Prosecutors say Wells switched from his Dodge truck to a blue Honda CR-V, his wife’s vehicle parked at the airport when she left for a work trip, in an attempt to cover his tracks and drive unnoticed to the crime scene. Ultimately, Wells went off the grid for 34 minutes, a gap of time he could not explain during initial interviews with law enforcement.
Still, federal public defender Rich Curtner grilled Skonberg about his work routine, implying Wells could have walked in unnoticed. However, the witness testified no one came into the business.
After spending a fair amount of time on the bathroom debate, former Kodiak resident John Pearson took the stand. He said he was living on a ranch northwest of the rigger shop between January and April 2012. Person told the court no one visited the house, where he lived with his wife and six kids, the night before Hopkins and Belisle were killed.
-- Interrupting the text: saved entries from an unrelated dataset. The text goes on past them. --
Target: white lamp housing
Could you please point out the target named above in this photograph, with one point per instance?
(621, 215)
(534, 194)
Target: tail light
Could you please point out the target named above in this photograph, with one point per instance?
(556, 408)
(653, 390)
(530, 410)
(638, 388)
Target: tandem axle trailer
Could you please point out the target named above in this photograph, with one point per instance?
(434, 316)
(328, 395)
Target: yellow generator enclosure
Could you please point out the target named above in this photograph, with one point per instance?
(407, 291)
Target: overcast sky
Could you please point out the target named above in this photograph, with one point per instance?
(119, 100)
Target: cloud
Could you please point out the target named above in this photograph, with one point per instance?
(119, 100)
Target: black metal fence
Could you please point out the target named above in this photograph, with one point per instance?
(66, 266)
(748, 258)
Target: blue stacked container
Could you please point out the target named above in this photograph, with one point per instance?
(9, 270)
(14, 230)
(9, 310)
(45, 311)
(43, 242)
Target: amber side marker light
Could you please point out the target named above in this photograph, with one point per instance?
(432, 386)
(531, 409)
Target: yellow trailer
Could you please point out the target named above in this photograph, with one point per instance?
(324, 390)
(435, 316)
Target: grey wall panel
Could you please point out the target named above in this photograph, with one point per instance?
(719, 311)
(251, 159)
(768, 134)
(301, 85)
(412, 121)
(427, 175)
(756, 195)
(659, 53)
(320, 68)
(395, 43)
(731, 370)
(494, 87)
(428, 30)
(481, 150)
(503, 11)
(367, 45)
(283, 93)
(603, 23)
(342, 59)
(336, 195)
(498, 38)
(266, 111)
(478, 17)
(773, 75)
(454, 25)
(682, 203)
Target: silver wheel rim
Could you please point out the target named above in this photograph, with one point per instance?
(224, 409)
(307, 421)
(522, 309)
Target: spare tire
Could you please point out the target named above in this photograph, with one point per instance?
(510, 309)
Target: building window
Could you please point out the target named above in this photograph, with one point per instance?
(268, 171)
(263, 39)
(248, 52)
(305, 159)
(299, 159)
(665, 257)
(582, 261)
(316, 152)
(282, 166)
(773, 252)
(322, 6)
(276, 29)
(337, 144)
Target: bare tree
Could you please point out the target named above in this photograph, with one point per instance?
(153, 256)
Defense attorney Peter Offenbecher repeatedly asked Pearson if anyone came and questioned him about the murders or asked to search the property. The former ranch renter confirmed no investigators stopped by. Offenbecher also asked about many of the small buildings littering the property -- an abandoned farmhouse, bus and camper, as well as numerous sheds. Besides the property owner using the bus for storage, the ranch was deserted, Pearson said.
The government finished with its rebuttal witnesses Wednesday afternoon. Closing statements are set for Thursday.